Various current trends in education highlight the importance of pedagogies that address societal and environmental questions while preparing and inspiring students to take action. Meanwhile, how we view the future influences how we act, and how we act influences the future. Research on young people’s images of the future has shown how technology plays a central role in how we imagine the future and the changes that shape it. This suggests a need to address the role of perceptions of future sociotechnical change and agency in students’ thinking, as it may instruct the development of action-oriented critical scientific literacy. Thus, in this study, we examine how images of the future reflect students’ perceptions of sociotechnical change. Employing abductive qualitative content analysis on 58 upper secondary school students’ essays describing “a typical day” in the future, we focused on how students’ depictions of future sociotechnical change vary along three dimensions: from static futures to radical transformation, from nonproblematic change to issues deeply relevant to societal deliberation, and various framings of who, if anyone, has agency.

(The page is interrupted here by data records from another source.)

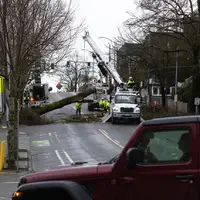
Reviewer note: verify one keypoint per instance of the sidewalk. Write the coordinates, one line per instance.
(8, 184)
(23, 163)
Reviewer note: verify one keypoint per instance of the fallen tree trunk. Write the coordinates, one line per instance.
(64, 102)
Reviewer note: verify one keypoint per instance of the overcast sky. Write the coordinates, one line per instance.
(102, 17)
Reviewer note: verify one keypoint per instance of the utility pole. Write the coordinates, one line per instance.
(198, 5)
(176, 85)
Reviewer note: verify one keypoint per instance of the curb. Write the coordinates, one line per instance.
(8, 173)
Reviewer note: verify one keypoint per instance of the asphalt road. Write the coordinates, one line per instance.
(8, 184)
(66, 110)
(60, 144)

We found that students’ images of the future contained wide variation in the discussed range of sociotechnical change, while technology was discussed typically in nonproblematic and sometimes in more critical, problematised ways. Indications of agency were mostly vague, but students occasionally attributed agency over sociotechnical change to the general public, specialised experts and themselves. We conclude by discussing the potential implications of the results in regard to recent definitions of scientific literacy as well as future-oriented pedagogies in science education.